A series of audio dramas which look at historical events from the eyes and in the imagined words of those who were there, or who might have been there.
Bryan Blundell, Sea Captain and later twice Mayor of Liverpool – welcomes the gathering for the official opening of The Blue Coat School.
Blue was the colour of Charity and Alms giving. Most of the pupils, boys and girls, were orphans of Seafarers. Its motto was and still is – “Non Sibi Sed Omnibus” (en: ”Not for Oneself, but for All”)
Nikki has just graduated from Liverpool University School of Architecture- which left the Bluecoat Buildings shortly after World War I, and in 1970 was based on Abercromby Square.

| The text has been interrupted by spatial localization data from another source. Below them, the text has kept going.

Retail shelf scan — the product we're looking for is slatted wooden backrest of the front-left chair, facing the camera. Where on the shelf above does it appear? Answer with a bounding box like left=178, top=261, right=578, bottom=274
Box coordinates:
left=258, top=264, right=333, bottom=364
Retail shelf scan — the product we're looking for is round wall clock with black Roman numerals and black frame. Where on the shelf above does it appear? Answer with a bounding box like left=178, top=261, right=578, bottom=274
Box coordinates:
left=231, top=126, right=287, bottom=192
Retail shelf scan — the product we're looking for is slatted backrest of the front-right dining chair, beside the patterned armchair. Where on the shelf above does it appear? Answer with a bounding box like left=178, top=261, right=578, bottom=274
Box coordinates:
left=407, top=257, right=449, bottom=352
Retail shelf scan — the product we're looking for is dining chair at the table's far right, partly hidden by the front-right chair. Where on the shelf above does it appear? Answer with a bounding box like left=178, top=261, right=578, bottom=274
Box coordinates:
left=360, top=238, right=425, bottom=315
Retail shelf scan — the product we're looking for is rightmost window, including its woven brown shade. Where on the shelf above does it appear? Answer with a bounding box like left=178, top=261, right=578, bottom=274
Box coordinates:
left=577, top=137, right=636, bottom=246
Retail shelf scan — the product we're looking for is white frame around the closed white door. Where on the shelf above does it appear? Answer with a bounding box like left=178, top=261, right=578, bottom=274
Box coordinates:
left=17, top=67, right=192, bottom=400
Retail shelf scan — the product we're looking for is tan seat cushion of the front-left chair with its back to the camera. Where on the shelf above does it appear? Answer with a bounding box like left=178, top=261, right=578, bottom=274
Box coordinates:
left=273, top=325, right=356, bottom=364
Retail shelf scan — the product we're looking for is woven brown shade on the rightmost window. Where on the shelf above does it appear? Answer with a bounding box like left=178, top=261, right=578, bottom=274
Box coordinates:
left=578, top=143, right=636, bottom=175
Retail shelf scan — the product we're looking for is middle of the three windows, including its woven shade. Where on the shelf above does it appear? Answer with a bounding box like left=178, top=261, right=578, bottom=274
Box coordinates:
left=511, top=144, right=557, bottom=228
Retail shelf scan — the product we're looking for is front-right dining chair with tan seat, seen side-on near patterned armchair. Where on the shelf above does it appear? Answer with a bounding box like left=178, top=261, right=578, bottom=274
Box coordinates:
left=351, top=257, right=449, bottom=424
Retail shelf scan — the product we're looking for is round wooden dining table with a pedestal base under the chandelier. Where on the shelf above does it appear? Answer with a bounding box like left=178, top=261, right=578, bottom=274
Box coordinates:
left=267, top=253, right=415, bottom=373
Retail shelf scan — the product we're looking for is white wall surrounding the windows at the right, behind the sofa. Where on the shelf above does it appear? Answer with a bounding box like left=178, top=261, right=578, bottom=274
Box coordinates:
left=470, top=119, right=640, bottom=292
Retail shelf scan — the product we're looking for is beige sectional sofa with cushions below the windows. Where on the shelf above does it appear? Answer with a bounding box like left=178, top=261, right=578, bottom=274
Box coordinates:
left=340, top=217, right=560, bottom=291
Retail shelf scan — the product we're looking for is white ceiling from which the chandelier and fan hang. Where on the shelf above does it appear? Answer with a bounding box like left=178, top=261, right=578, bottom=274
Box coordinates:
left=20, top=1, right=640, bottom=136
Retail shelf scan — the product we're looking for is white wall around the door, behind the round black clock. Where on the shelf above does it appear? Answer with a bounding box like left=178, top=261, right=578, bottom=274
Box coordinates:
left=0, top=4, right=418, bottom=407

She first met the Liverpool working class sculptor Arthur Dooley when she chatted with him after Yoko Ono’s first Show at the Bluecoat.
His considered critique was: “Crap! I bet she couldn’t weld a ton of steel a day in Cammell Laird Shipyard!”

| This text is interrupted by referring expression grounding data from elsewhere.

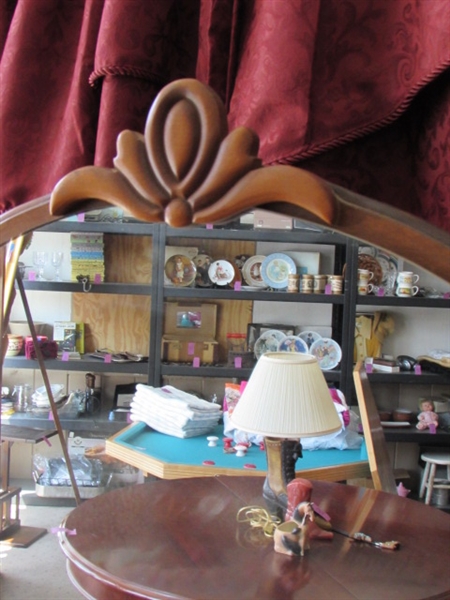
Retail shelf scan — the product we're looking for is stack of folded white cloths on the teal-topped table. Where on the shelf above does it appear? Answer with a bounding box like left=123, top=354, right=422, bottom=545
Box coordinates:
left=130, top=383, right=222, bottom=438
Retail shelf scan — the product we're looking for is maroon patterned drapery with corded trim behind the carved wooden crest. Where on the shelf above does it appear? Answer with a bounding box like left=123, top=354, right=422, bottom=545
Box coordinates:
left=0, top=0, right=450, bottom=231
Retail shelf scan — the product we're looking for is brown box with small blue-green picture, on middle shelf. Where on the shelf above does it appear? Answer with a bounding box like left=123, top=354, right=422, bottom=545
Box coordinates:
left=161, top=302, right=219, bottom=364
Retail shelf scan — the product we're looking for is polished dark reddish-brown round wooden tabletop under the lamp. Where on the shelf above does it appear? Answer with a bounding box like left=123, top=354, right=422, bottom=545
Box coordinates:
left=60, top=476, right=450, bottom=600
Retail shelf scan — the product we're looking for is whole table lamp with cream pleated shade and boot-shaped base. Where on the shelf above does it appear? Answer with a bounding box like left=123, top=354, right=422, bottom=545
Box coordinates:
left=230, top=352, right=342, bottom=516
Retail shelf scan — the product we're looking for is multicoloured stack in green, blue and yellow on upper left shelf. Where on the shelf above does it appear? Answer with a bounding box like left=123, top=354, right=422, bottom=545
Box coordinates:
left=70, top=233, right=105, bottom=283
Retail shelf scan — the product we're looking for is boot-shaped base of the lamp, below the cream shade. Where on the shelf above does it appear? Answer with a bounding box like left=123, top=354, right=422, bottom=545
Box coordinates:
left=263, top=438, right=302, bottom=519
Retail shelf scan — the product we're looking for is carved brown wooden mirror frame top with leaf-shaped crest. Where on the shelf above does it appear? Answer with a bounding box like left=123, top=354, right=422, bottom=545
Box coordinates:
left=0, top=79, right=450, bottom=281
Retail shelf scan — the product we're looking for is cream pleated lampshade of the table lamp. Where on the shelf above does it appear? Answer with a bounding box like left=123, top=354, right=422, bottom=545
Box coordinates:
left=230, top=352, right=342, bottom=438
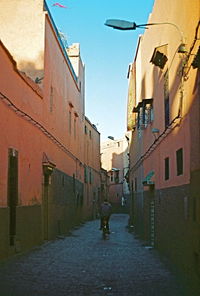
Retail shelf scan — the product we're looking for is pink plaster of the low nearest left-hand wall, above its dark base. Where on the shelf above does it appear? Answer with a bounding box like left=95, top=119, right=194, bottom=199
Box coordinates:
left=0, top=44, right=43, bottom=206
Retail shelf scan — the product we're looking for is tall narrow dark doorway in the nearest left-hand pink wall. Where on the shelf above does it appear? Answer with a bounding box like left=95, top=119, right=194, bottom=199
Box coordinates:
left=8, top=149, right=18, bottom=246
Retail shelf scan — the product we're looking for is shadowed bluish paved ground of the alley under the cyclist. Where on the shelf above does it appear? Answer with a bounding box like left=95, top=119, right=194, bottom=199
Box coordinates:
left=0, top=214, right=193, bottom=296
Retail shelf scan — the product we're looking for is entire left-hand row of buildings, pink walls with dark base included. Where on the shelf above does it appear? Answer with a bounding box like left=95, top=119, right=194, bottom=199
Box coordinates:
left=0, top=0, right=100, bottom=258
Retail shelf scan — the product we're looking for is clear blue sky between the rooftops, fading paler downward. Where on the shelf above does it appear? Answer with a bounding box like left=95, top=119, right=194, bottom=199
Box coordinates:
left=46, top=0, right=154, bottom=141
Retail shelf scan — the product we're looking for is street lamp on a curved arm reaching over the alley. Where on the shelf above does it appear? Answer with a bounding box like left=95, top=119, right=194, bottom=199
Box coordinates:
left=105, top=19, right=186, bottom=53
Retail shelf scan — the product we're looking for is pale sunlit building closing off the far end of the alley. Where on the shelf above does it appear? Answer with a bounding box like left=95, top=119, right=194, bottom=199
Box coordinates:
left=101, top=137, right=129, bottom=211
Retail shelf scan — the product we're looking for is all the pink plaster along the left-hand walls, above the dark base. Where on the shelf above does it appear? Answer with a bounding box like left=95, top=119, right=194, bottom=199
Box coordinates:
left=0, top=11, right=99, bottom=206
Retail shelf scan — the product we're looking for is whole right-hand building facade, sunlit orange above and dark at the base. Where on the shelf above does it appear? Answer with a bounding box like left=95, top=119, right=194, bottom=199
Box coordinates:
left=127, top=0, right=200, bottom=286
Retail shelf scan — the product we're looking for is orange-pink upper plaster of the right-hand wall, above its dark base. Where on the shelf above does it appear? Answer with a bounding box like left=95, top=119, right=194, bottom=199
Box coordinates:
left=131, top=0, right=199, bottom=189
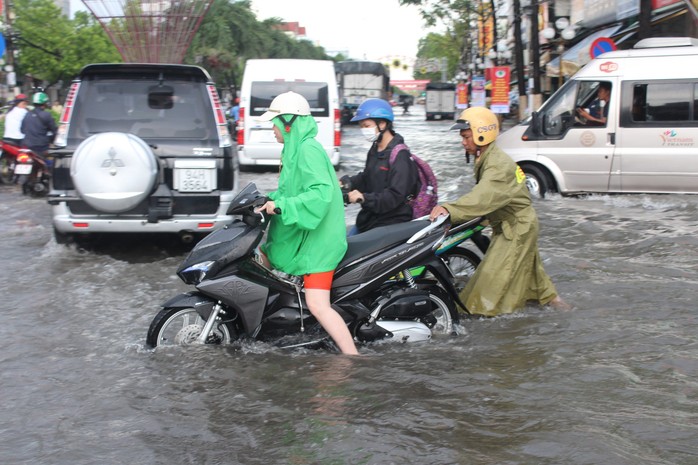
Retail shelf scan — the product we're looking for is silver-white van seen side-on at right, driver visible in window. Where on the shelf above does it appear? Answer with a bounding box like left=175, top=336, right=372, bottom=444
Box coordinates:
left=497, top=38, right=698, bottom=196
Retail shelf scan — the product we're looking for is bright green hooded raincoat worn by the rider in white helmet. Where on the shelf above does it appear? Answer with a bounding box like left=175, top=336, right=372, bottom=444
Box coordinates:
left=262, top=116, right=347, bottom=276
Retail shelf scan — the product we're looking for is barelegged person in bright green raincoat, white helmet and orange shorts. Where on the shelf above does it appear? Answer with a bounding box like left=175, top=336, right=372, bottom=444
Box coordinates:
left=257, top=92, right=358, bottom=355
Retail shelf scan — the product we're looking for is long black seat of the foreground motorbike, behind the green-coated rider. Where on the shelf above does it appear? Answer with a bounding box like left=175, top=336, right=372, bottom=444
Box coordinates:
left=337, top=220, right=430, bottom=269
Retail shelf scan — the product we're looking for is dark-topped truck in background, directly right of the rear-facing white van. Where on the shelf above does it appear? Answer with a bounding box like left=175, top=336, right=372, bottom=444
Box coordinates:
left=335, top=61, right=390, bottom=124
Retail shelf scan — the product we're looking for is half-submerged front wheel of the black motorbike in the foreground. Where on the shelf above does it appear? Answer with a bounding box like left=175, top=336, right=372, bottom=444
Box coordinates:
left=146, top=307, right=238, bottom=348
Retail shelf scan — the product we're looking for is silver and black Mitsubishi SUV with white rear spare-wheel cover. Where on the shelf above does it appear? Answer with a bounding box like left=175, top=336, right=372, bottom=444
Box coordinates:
left=48, top=64, right=238, bottom=243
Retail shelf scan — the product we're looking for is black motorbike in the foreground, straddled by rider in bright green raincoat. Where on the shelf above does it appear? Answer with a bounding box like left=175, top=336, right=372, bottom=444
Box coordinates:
left=146, top=183, right=479, bottom=347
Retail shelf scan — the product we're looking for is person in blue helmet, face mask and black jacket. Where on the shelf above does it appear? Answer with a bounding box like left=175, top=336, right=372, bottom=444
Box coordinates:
left=340, top=98, right=420, bottom=236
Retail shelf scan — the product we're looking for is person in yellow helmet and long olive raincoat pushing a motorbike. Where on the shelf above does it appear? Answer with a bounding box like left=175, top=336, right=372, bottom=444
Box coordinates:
left=430, top=107, right=567, bottom=316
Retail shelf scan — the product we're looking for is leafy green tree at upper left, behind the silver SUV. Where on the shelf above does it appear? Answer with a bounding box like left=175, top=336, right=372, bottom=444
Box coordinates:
left=13, top=0, right=121, bottom=85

They met again, when he and fellow Liverpool artist Brian Burgess held a protest demo outside the Bluecoat. They were protesting against local Merseyside artists being priced out of exhibitions at the Bluecoat by artists from London.
And to protest they were hanging sculptures, tapestries and paintings on the railings outside the Bluecoat.
This is Nikki’s story, Liverpool’s and Merseyside’s story.
A mysterious benefactor watches the progress of George Brown from orphaned son of a deckhand – through the Blue Coat Hospital School, to midshipman, Captain then Owner of a small Trade Fleet of Ships.
And his ultimate repayment of gratitude to the school that raised him out of beggary.
Maggie, a Parlour Maid, reads her brother Bertie’s latest letter home to his mother, telling her about the Blue Coat School’s summer treat for Pupils.
A Ship’s Cruise down the Mersey and on to Anglesey and back.
In 1909 she had already rescued the the Bluecoat from dilapidation and possible demolition and had established the Sandon Studios Society Centre for All the Arts, sharing it with the University School of Architecture at the peppercorn rent of £30 per annum, payable to the owner Lord Leverhulme.
1925 and the General Strike led to many Companies going bust. Lord Levehulme has died and his son is selling the Bluecoat building to pay the death duties on the inheritance.
In two weeks flat – she has raised £10,000 (£600,000 in todays terms), but she is still £17,000 short of the asking price. Hope springs eternal in the human breast. And hope is contagious.